Has music technology really advanced much in the past 30 years? Are we, as musicians and producers, able to do significantly more now than we could back in say, 1983?
It’s a contentious and radical thought for an editor of a music technology magazine to have... And, I struggle with this more than I’d like to admit.
And before you answer in your droves, I’m no luddite! The answer is obviously a resounding yes, right? Every month there’s new plug-ins and hardwares (many of which I love using) which bring new possibilities to our studio and live performance setups.
However, this question re-emerged as I watched a 1983 video featuring my good friend, mentor, and the man behind the popular audio education library at macProVideo.com, Steve Horelick, creating the music for the Reading Rainbow Kids TV show.
In this video, SteveH (who looks remarkably similar to how he did back then - hope you’re reading this Steve), dazzles us with his music and production chops using a Fairlight. Sure, the sounds aren’t as complex or realistic as today’s sample libraries. True, we’re looking at a monochromatic screen - no retina displays here then. But, notice how effortlessly Steve navigates his sound library, recalls patches, samples his voice, and triggers sounds in no time flat. Yes, we’re in 1983!

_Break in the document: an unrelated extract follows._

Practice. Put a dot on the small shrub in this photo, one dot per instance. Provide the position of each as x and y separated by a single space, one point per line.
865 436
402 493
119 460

Then for the grand finale where—and this is the kicker—the Fairlight not only displays the waveform of the sound (akin to NI’s Razor), but Steve even draws on the screen to create his own waveforms! Pretty cool to see, even for us iPad wielding musicians.
Of course, the 8-bit Fairlight CMI Series 1 couldn’t create the depth and sonic quality of soundscapes you’d get from a modern sampler instrument or synth. Sound quality aside, it’s interesting to observe how Steve interacted with his Fairlight back then, compared to how we interact with our music machines now. We still use computer keyboards, MIDI Controllers, trackpads and touch screens. Not much difference! In this regard, there’s room for improvement.
Without doubt, music technology has become cheaper, more portable and therefore more accessible for more of us (which is a truly great advance in itself). But, looking forward to the next 30 years, I for one would love to see more tech to help us interact with our music studio setups more effectively and effortlessly.
Now I just need to get the Reading Rainbow theme out of my head... Still going strong after 30 years!!